Introduction
What is Machine Learning?
Field of study that gives computers the ability to learn without being explicitly programmed
Learning Problem - A computer program is said to learn from experience E with respect to some task T and some performance P if P improves with E.
The 2 most broad classification of machine learning algorithms:
- Supervised Learning
- Unsupervised Learning
Supervised Learning
In this type of learning, we provide the right answers, and the computer will learn to try to give more right answers.
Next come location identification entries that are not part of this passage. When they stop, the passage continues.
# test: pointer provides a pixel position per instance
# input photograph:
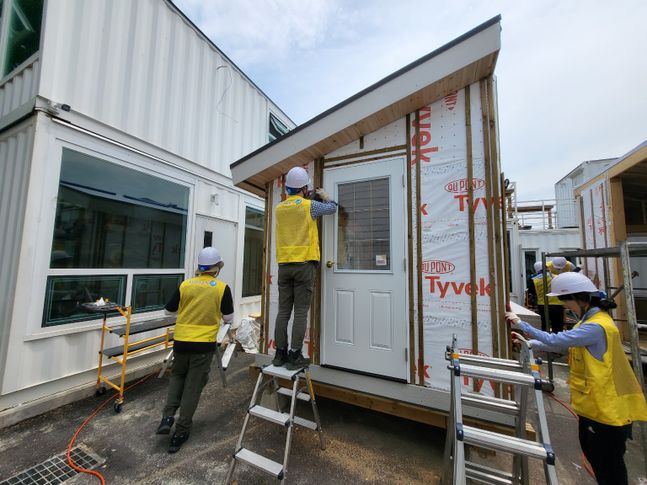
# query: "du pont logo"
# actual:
(437, 267)
(461, 185)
Ex - Predict the cost of a house based on the square footage
This is a regression problem - predicting continuous valued output (i.e. the price). If we were to perform a supervised learning, we would provide a sample of house prices and its square footage.\
Ex - See if breast cancer is malignant based on the tumor size
This is a classification problem - we are trying to determine a discrete valued output (e.g yes or no, 1 or 2 or 3, etc). We are trying to see if the person has a malignant tumor or not.
Unsupervised Learning
In this type of learning, we provide data without the answers. In supervised learning, we may provide yes and no, or some sort of answers, but in this, the data we provide is unlabelled.
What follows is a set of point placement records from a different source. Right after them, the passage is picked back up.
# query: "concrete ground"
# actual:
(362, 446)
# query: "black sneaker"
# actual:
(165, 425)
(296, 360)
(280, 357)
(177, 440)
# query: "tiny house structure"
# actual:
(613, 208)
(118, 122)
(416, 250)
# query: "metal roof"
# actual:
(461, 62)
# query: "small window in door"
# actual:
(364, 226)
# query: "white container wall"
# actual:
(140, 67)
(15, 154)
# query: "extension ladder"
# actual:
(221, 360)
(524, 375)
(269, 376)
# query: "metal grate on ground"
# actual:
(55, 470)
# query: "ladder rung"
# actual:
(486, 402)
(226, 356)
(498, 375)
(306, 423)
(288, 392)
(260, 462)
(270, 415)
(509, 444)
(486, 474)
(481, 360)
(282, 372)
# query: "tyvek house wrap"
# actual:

"Here is some data, can you find some structure in the data?"
This learning may recognize, for example, that our data has two main clusters. This is a clustering algorithm.
Ex - Google News Stories
Google news will cluster together various articles about the same topic. It may find a CNN article MSNBC video, Fox News article all about global warming bill passing in congress.
Another classification - Cocktail Party Algorithm
Two speakers at the party, and two microphones. Both microphones pick up both speakers, but each microphone is closer to one of the speakers.
The algorithm will listen to both mics and separate out the two audio sources.